The other cast members never upstaged James Gandolfini, though performances by Falco and Michael Imperioli (Christopher Moltisanti) did leave unforgettable memories behind.

Who can forget Carmela's near-breakdown when Tony's Russian girlfriend called the house to let Falco's character know all about Tony's infidelity. And Imperioli's mastery of a heroin addict's struggle to remain relevant has gone down as one of television's most realistic portrayals.

The Sopranos was a great TV show because the acting and writing never deteriorated. Whereas the players in Breaking Bad often struggled to come up with new seasons that wouldn't detract from the previous ones, Sopranos just kept rolling.

The final episode left some wondering if the show might make a big screen splash, but Gandolfini's sudden death in 2013 ended any such speculation.

So the Sopranos will be remembered as it was--the best HBO ever offered for cable TV viewers.

The infamous New Jersey meat market where Soprano family members sometimes hung out.
The infamous New Jersey meat market where Soprano family members sometimes hung out. | Source

No Blues for Hill Street Fans

Hill Street Blues was a cop drama set in a northern American city in the 1980s. This author remembers thinking the setting reminded him of Chicago or Detroit. The show ran from 1981-1987 and was comprised of 146 episodes.

The Steven Bochco series had a cast of mostly unknowns who would go on to have broad careers in the 1990s and beyond. The exceptions were Daniel J. Travanti (Captain Frank Furillo) and Michael Conrad (Sergeant Phil Esterhaus) who had long careers before Hill Street. Conrad died in 1983 and, in one of the most memorable moments in television history, his cop alter-ego died in the episode Grace Under Pressure.

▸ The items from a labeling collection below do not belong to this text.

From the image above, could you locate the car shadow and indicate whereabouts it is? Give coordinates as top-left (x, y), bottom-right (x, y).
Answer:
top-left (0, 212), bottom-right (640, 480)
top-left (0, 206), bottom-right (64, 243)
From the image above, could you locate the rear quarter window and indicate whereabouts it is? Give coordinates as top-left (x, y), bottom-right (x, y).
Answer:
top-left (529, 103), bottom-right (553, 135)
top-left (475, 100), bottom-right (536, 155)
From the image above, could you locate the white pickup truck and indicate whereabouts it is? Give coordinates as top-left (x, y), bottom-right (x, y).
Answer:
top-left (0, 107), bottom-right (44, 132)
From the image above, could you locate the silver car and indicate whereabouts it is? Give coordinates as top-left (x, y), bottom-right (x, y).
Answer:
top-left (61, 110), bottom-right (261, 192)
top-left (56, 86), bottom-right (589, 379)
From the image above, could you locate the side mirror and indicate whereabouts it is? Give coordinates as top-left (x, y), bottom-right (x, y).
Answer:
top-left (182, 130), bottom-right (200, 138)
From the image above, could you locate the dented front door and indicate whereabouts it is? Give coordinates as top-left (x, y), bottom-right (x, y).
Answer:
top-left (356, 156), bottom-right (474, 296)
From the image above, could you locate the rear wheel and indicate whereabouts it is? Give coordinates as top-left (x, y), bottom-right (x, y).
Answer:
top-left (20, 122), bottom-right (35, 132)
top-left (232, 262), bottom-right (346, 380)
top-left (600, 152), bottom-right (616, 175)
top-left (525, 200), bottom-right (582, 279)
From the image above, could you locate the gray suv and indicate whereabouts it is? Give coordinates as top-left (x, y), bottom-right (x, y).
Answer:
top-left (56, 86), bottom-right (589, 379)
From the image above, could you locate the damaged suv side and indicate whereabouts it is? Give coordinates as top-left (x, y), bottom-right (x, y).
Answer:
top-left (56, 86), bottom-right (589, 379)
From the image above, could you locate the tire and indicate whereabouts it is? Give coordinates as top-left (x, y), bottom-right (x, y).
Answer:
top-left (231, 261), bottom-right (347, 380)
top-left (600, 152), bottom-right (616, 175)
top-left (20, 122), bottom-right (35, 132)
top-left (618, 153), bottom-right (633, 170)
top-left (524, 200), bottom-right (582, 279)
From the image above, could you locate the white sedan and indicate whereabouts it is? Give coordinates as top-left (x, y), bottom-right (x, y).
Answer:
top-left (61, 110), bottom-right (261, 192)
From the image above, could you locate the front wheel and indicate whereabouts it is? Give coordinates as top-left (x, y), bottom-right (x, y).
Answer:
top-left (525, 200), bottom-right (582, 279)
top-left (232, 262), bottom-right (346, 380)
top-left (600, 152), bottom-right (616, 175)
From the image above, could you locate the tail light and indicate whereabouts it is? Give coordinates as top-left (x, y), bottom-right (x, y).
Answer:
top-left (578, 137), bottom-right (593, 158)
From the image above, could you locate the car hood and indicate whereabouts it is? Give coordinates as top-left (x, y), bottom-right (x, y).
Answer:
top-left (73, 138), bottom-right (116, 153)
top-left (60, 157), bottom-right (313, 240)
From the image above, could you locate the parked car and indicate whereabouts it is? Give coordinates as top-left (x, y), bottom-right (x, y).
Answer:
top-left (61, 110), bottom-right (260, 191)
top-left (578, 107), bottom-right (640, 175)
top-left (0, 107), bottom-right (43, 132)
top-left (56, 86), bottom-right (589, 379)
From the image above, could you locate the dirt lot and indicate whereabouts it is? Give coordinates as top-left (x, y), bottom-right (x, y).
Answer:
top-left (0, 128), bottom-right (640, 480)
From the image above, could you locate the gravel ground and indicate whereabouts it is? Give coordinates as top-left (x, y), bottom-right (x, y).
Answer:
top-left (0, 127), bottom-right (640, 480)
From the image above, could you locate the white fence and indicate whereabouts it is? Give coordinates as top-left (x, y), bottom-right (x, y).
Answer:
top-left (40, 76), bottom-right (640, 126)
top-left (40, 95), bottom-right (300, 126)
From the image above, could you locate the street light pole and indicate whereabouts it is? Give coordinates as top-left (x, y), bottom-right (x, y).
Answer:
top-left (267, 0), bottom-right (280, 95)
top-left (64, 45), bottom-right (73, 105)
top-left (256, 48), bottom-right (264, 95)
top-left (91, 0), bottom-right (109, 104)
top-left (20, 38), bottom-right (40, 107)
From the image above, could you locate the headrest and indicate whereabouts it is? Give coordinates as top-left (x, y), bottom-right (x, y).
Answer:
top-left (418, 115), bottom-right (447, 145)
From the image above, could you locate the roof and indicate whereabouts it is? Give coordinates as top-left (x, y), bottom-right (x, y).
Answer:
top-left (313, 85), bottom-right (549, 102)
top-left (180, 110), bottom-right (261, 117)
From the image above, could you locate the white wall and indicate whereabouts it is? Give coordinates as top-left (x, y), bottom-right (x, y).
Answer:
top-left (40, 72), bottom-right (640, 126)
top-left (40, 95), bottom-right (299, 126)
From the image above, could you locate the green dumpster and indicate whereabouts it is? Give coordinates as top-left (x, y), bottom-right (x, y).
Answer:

Hill Street played on our emotions like no other cop drama before it. Though many crime dramas followed in its footsteps, none have been able to capture the feelings we had for the simple men and women in blue who lived elives outside their extraordinary profession.

Many of the characters have faded to remembered faces; we've long forgotten the names of the actors who portrayed them. Watching the episodes again brings back to vivid recognition Andy Sipowicz's (Dennis Franz) heart-stirring battle with alcohol or Mick Belker's (Bruce Weitz) barely contained rage against criminals.

And no one who loved Hill Street Blues will ever forget its opening theme music. This is one show worth revisiting again and again.